“All generalizations are dangerous, even this one.”
In more than two decades as a journalist, I worked closely with a lot of police officers. I’ve seen at close range how hard their job is, and how important it is. I call many of them friends, and I’m honored to have them think of me the same way.
Most of the men and women with badges I’ve come to know have been fantastic. I’ve seen a cop step in front of me at a moment when both our lives were in danger, moving without hesitation to put himself in harm’s way to protect me. I’ve seen a state trooper hit in the chest with a bottle remain calm. I’ve seen officers defuse potential violence without ever touching a weapon. I’ve been on the scene shortly after officers gave their lives in the line of duty, and anyone who knows me knows I think of those officers and many others as heroes.
I also understand that some police officers are absolutely horrible human beings. Others, while perhaps decent or even good people, are simply not cut out for the job. To quote a favorite philosopher, they “don’t have the right temperament for the trade.” Note: video contains adult language, and awesomeness levels which may blow your mind.
This week, the Cobb County (Georgia) Police Department announced plans to fire an officer, Lt. Greg Abbott, for telling a woman “Remember, we only shoot black people.”
Also this week, Salt Lake City police apologized to a nurse who was handcuffed and arrested for doing her job according to hospital policy agreed to by the police. She refused, correctly and courageously to violate the policy and a patient’s rights when Det. Jeff Payne ordered her, without a warrant, to draw blood from an unconscious man who was not under arrest.
Greg Abbott is no longer a police officer. I hope Jeff Payne won’t be for much longer. Neither of them has the “right temperament for the trade.”
It’s absolutely possible, and in fact quite sensible, to think of many police officers as heroes while recognizing that some are anything but.
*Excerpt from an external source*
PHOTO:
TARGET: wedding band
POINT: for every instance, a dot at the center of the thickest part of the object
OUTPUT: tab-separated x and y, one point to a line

It’s even possible, and again in fact quite sensible, to believe that some officers can serve honorably and well for years, but eventually make a mistake serious enough to force an end to their careers.
I have never met Greg Abbott. I have no idea whether he is a racist. Watching the video of his comments, I believe he was trying to make a joke. I also believe he should never again wear a badge. In 2017, in his profession, that kind of bad judgment is inexcusable. In many jobs, there are things one cannot say in public and remain employed. It certainly applies to me. It probably applies to you. It must apply to Abbott.
What Abbott did was stupid. Payne’s actions were even more so, and utterly inexcusable. It was his job to know the department policy on acquiring blood samples. It was his job to understand the Constitution. It was also his job to keep his temper, use good judgment, and understand that handcuffing a nurse and handling her in a way which to most rational people seems to be nothing short of assault was a very bad idea. If, as Payne says, his supervisor told him to arrest the nurse, his supervisor should also be fired. It still does not excuse Payne.
Firing may sound like a harsh punishment, but it is absolutely justified. Police officers are trusted with the lives of those they are sword to protect and serve. They should be paid more, and respected more, but that is a separate discussion. Abbott said something which made every single police officer look bad. Racism among police is a problem, one which has cost lives. It’s not a topic for jokes, ever.
Payne used excessive force. He also, from all indications, lost his temper. Even if he had been correct in arresting the nurse (he wasn’t), it could have been done without assaulting her. On camera, she asks why Payne was so angry. Anger is a normal, human reaction, but it is one every police officer absolutely must learn to control and suppress. The moment a police officer acts out of anger, he or she puts lives at risk.
We’ve seen incidents like this locally too. Sean Groubert and Ben Fields should not be police officers ever again. They may be wonderful men, as may Greg Abbott and Jeff Payne.
I don’t have the temperament, nor the courage, to do what police officers do. I love them and respect them for what they do. That love and respect makes it all the more important to me that we weed out those who don’t belong in the profession, so that those who do can have the honor they deserve.